When Thirty-One Gifts Independent Director Lisa Sloan enrolled in DSEF’s Direct Selling Entrepreneur Program at Cayuga Community College last fall, she had a team of two and looked at her direct selling venture as a hobby. Today, eight months after participating in the pilot phase of the 30-hour course, her perception has changed. “You know what? I’m an entrepreneur now,” Lisa says. “I remember sitting in that class and having a ‘wow’ moment. ‘I’m a professional. This is a business.’ I have carried back that excitement from the class to my team (which now numbers 50) and they are all feeling like entrepreneurs now.”

This fall, community college classrooms across the country will have the opportunity to help direct sellers like Lisa unleash their inner entrepreneurs.

The Direct Selling Entrepreneur Program (DSEP), a 10-module, non-credit course, focuses on the entrepreneurial skills that are both universal to small businesses and specific to direct selling. Its aim is to build the business skills of direct sellers by introducing them to the fundamental components of small business management and entrepreneurship, including marketing, finance, legal issues, planning and ethical business practices.

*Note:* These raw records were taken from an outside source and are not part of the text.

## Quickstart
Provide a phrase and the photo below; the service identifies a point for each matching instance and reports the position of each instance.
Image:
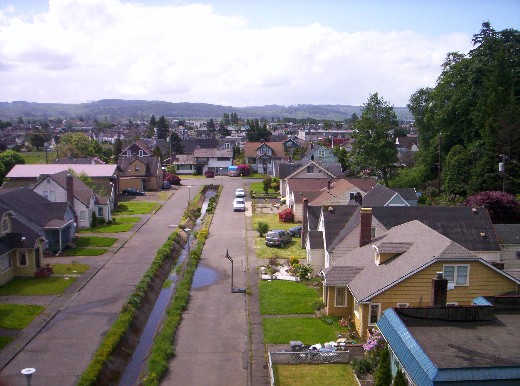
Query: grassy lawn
(136, 207)
(286, 297)
(94, 241)
(69, 269)
(36, 286)
(18, 316)
(5, 340)
(122, 224)
(258, 188)
(314, 375)
(272, 221)
(308, 330)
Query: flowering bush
(286, 215)
(243, 169)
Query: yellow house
(397, 269)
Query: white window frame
(19, 254)
(456, 266)
(5, 262)
(336, 304)
(370, 313)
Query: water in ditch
(140, 355)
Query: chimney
(305, 226)
(439, 291)
(69, 183)
(365, 228)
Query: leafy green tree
(176, 143)
(383, 375)
(374, 147)
(117, 148)
(400, 379)
(456, 171)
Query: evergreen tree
(374, 147)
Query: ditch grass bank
(114, 352)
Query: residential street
(212, 342)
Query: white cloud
(94, 49)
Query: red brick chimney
(305, 226)
(69, 182)
(365, 229)
(439, 291)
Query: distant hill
(114, 109)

The course was developed in partnership with the National Association for Community College Entrepreneurship (NACCE)—an organization dedicated to helping community colleges nationwide link their traditional role of workforce development with entrepreneurship—and represents DSEF’s years of relationship-building and trusted programming.  NACCE only aligns itself with organizations that share its commitment to teaching ethical entrepreneurship, and in April 2010 it approached DSEF with a proposal to create a direct selling curriculum.

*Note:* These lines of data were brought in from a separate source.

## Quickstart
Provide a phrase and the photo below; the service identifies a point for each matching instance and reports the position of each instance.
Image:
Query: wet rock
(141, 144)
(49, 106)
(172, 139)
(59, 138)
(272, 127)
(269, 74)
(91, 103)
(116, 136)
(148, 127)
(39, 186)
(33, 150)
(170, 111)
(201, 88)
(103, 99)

“NACCE was hearing from its members—instructors of entrepreneurship—that direct sellers were coming to them asking for entrepreneurship classes,” says DSEF Program Director Robin Diamond. “And NACCE said ‘We really don’t have the right thing for them. We feel like there is an opportunity here.’ So the request bubbled up from the market; there was a groundswell because the economy had changed.  People needed options and opportunities.”

Robin assembled a talented group of individuals—including staff, industry executives, curriculum experts and volunteers—to take the program from an idea, through a successful pilot phase and finally to the upcoming nationwide rollout.

NACCE couldn’t be more pleased with the pilot results and the potential for future success. “I was thrilled with the outcome,” says Ron Thomas, NACCE Board Chair and President of Dakota County Technical College in Rosemount, Minn. (a pilot site for the curriculum). “I think we hit a homerun with this one. It was pretty clear when you look at a $30 billion-dollar industry, with nearly 16 million people involved in direct selling, that there was a niche. If we could help remove barriers to help make direct sellers more profitable and stay in the business longer, then we would be helping not only them but the organization and, more importantly, the entire U.S. economy. We are glad to be part of this.”

Lisa was so intent on being part of the pilot phase that she drove an hour to and from her home in Syracuse to Auburn, New York, each week to take the classes. And it paid off. “The program truly gave me confidence to be in direct sales,” she says. “It taught me time management. I was running my business 24 hours a day before, and the class taught me how to set office hours, and really helped me increase my productivity with my family, with my team, with everything.”

One of the major components of the program is its focus on ethics. For Lisa, learning how direct sellers uphold the Direct Selling Association’s Code of Ethics was a big part of her learning experience. “I had no idea what ethics even was before I took the class,” she says. “I was able to teach my team—which was only two people at the time—that direct selling could be a really positive experience if you followed the ethics rules.”

An added benefit of the program for Lisa was the relationships she built with her fellow direct sellers. “Networking wasn’t part of the curriculum, but I had the opportunity to meet other direct salespeople. We started our own Facebook group and we held each other accountable to everything we had learned in the class—and everyone has become very successful with their business since the class.”

Robin, who on behalf of the Foundation has long worked with the academic, small business and entrepreneurship communities, says the curriculum helps participants engage their inner entrepreneur. “That is a state of mind—being entrepreneurial in your work, in your life, thinking of yourself as an entrepreneur, as an innovator—that is what we are doing here. We’re helping direct sellers think of themselves as entrepreneurs and succeed at their businesses.”

Ron says whether you’re a direct seller or a small business owner, you still need the same skills. “You are going to need to know how to market, you are going to need to know how to manage your books and you’re going to need to know how to communicate with people,” he says. “So all of those learning modules are part of this program, as well as they should be for any kind of business startup.”

For Robin, the entire experience of creating the curriculum is a victory for the direct selling industry, the Foundation and the community college community. “It’s a win for community colleges to have an entrepreneurship course to offer to a new audience—direct sellers; it’s a win for the direct selling companies, their salesforces and their customers; and it’s certainly a win for DSEF—producing an entrepreneurial curriculum is a perfect example of the Foundation’s ongoing work to champion the ethical business practices not only to help direct sellers realize success, but also to develop a wider understanding of the industry among business leaders and educators.”